Statistical analyses
Descriptive statistics (means, standard deviations, frequencies, and percentages) were used to report children’s perceptions of the S-FPS faces, as well as their responses to the binary discrimination, seriation and loudness rating tasks. Chi square tests were used to assess whether the frequency of responses differed across key variables, such as by gender or age. One-sample t-tests were used to determine whether children’s accuracy of responses differs significantly from what would be expected from random responding. Practice effects were assessed using paired t-tests.
Results
Sample
Informed parental consent was obtained for 139 children; 16 of them did not wish to participate. It is not known how many parents implicitly declined consent by not returning the permission forms. Testing was commenced with 123 children. One 4-year-old did not respond to any questions so testing was terminated. One 3-year-old did not appear to comprehend the questions, failed a basic size seriation screening task, and did not respond in the required way to questions, and was therefore excluded from analyses. Two participants left before the end of the testing session, and incomplete data were obtained from these participants. Analysis of loudness ratings and practice effects was carried out with a subset of the sample, namely participants recruited in the second year of testing (n = 80).

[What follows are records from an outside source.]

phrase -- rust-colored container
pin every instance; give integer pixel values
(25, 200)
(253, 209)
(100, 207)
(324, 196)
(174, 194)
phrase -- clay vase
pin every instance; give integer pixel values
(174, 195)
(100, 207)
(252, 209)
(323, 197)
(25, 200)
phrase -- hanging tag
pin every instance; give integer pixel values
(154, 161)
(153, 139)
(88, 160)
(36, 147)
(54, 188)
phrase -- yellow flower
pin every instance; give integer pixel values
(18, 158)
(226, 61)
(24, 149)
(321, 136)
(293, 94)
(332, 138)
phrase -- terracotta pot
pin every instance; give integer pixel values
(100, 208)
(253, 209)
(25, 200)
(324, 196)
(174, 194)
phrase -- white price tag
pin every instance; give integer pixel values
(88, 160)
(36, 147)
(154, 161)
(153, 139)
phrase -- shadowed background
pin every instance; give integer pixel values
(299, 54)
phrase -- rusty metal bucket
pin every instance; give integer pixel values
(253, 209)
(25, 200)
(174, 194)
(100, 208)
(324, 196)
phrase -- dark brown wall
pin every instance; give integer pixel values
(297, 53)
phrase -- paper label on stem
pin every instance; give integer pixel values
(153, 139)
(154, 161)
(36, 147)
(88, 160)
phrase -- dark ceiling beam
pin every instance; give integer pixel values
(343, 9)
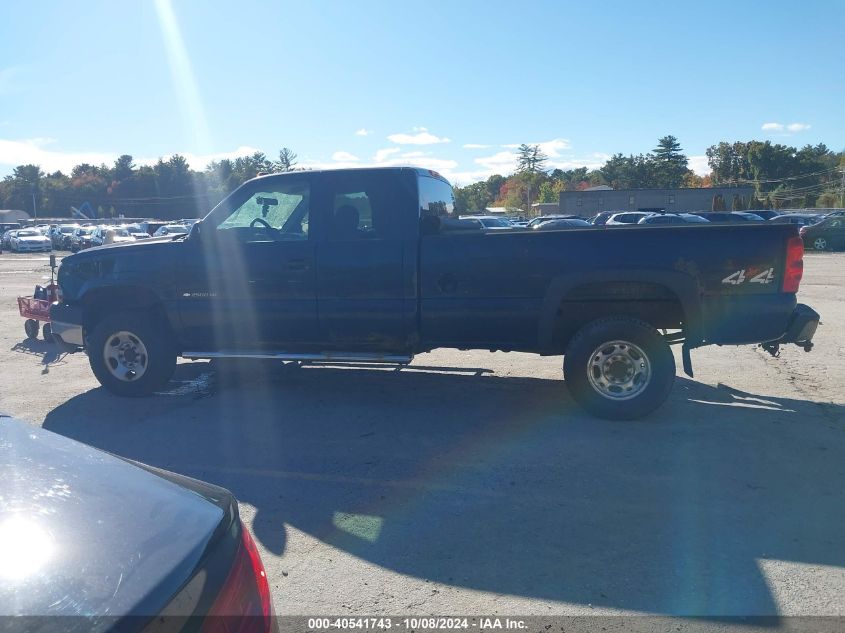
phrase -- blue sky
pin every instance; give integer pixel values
(446, 85)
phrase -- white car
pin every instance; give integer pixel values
(30, 240)
(171, 229)
(493, 222)
(626, 218)
(110, 235)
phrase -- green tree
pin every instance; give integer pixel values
(287, 160)
(530, 158)
(670, 164)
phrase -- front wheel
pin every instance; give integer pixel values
(131, 355)
(619, 368)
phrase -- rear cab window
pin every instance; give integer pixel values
(437, 204)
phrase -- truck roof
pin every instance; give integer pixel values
(420, 171)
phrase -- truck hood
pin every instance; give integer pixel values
(83, 532)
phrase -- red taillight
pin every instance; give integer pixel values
(244, 604)
(794, 269)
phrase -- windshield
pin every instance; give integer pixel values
(495, 223)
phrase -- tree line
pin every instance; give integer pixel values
(782, 176)
(168, 189)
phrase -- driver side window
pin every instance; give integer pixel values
(277, 211)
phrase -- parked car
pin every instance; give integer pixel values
(626, 218)
(60, 235)
(672, 218)
(661, 218)
(110, 235)
(489, 221)
(547, 218)
(766, 214)
(732, 217)
(600, 219)
(371, 277)
(6, 239)
(827, 235)
(112, 544)
(136, 231)
(170, 229)
(29, 241)
(563, 223)
(80, 239)
(800, 219)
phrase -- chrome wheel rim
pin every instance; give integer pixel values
(125, 356)
(618, 370)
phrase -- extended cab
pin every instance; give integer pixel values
(373, 265)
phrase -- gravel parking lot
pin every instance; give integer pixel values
(470, 483)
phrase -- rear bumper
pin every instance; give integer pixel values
(802, 327)
(66, 324)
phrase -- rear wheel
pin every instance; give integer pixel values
(131, 355)
(619, 368)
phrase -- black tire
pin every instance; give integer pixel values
(30, 326)
(158, 360)
(620, 341)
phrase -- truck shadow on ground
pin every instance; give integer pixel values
(503, 484)
(46, 351)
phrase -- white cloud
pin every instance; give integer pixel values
(699, 165)
(791, 128)
(345, 157)
(382, 154)
(797, 127)
(422, 137)
(553, 148)
(499, 163)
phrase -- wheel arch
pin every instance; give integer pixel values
(573, 300)
(101, 301)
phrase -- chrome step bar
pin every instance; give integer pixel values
(320, 357)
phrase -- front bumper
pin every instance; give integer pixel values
(802, 327)
(66, 324)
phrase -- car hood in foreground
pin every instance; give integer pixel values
(86, 533)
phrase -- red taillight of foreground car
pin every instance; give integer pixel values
(244, 604)
(794, 269)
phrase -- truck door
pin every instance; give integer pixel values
(366, 291)
(249, 280)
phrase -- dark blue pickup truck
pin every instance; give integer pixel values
(373, 265)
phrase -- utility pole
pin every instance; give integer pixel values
(842, 190)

At least partial data were obtained from 121 3- to 5-year-old children, including 45 3-year-olds (31 boys and 14 girls), 46 4-year-olds (22 boys and 24 girls), and 30 5-year-olds (19 boys and 11 girls). These numbers afforded sufficient power (α = 0.05, two-tailed) to detect large age effects if such effects exist. Loudness ratings and practice effects were assessed on a subset of 80 participants. No participants were experiencing pain at the time of the study.
Screening task
Of the full sample (n = 123) that was screened, only one participant (aged 3 years) was unable to complete the graded dog screening task and other tasks so their data were removed from analyses.
Perceptions of the faces in the S-FPS
Frequency (percentage) of perceived age of faces reported by each age group.
Frequency (percentage) of perceived gender of faces reported by boys, girls and full sample.
When asked whether the respective faces depicted pain, 29% (n = 13) of 3-year-olds reported that the face intended to depict severe pain face did not show pain, whereas only 9% (n = 4) of 4-year-olds and 3% (n = 1) of 5-year-olds made this judgement. For the face intended to depict moderate levels of pain, 42% (n = 19) of 3-year-olds, 35% (n = 16) of 4-year-olds and 40% (n = 12) of 5-year-olds reported that the face did not show hurt. For the face intended to depict low levels of pain, 31% (n = 14) of 3-year-olds, 35% (n = 16) of 4-year-olds and 30% (n = 9) of 5-year-olds reported that the face did not show hurt.
Pain scale binary discriminations
Mean correct binary decisions for each assessment tool by age.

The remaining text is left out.